1-Bromo-2-chloro-9,9-dimethyl-5-[(2-methylquinazolin-5-yl) amino] -6- (trifluoromethyl) -6,7,8,9-tetrahydro-5H- Benzocyclohepten-6-ol;
5-{[2-Bromo-1-chloro-6,7,8,9-tetrahydro-6-hydroxy-9,9-dimethyl-6- (trifluoromethyl) -5H-benzocyclohepten-5-yl Amino} quinolin-2 (1 H) -one;
2-Bromo-1-chloro-9,9-dimethyl-5-[(2-methylquinazolin-5-yl) amino] -6- (trifluoromethyl) -6,7,8,9-tetrahydro-5H- Benzocyclohepten-6-ol;
5-{[1,2-dichloro-6,7,8,9-tetrahydro-6-hydroxy-9,9-dimethyl-6- (trifluoromethyl) -5H-benzocyclohepten-5-yl] amino } Quinoline-2 (1 H) -one;
1,2-dichloro-9,9-dimethyl-5-[(2-methylquinazolin-5-yl) amino] -6- (trifluoromethyl) -6,7,8,9-tetrahydro-5H-benzocyclo Hepten-6-ol.
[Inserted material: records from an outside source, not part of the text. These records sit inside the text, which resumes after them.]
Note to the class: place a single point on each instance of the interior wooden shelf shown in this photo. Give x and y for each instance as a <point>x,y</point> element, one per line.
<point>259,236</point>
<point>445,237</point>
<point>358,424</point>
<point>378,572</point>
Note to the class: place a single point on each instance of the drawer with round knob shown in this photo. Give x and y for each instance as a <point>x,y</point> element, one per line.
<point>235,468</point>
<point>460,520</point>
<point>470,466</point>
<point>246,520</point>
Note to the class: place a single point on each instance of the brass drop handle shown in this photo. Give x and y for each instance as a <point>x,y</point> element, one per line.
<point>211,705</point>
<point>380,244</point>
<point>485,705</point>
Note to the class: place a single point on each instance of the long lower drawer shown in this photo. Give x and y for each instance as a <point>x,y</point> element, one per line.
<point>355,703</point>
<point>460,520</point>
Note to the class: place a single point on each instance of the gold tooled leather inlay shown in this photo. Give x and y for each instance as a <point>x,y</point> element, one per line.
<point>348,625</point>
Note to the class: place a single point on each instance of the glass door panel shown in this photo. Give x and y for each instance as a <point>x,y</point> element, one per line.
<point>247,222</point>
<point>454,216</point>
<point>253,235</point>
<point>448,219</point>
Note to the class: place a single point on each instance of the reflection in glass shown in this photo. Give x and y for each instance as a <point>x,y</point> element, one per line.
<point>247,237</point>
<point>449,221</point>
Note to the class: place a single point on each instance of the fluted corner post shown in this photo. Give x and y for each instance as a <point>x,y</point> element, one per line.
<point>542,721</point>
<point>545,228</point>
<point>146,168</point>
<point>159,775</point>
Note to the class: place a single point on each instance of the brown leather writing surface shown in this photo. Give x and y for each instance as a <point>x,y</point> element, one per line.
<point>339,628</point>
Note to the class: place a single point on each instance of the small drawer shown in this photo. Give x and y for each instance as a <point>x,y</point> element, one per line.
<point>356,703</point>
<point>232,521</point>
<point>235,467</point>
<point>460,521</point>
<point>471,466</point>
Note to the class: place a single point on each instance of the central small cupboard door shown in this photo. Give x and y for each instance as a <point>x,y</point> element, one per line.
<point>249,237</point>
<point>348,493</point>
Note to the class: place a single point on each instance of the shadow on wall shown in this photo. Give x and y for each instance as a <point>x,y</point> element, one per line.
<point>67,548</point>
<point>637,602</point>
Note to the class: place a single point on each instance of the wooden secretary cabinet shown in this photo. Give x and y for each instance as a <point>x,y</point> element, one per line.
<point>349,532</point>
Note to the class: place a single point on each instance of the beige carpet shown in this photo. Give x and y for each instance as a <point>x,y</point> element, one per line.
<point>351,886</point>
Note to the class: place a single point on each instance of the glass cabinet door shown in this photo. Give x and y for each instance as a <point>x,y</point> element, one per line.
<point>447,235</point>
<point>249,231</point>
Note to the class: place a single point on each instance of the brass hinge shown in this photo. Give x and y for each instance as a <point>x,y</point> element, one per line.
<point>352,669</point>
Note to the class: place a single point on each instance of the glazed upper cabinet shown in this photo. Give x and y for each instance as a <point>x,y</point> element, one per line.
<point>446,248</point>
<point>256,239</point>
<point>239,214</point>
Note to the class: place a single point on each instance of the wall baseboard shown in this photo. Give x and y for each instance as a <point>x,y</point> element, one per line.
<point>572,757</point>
Without further effort, one of ordinary skill in the art would be able to utilize the invention to its full extent using the foregoing description. Accordingly, the following preferred specific embodiments are merely exemplary and do not limit the remainder of the disclosure.
In the foregoing and following examples, all temperatures are given without correction in ° C., and all parts and percentages are by weight unless otherwise indicated.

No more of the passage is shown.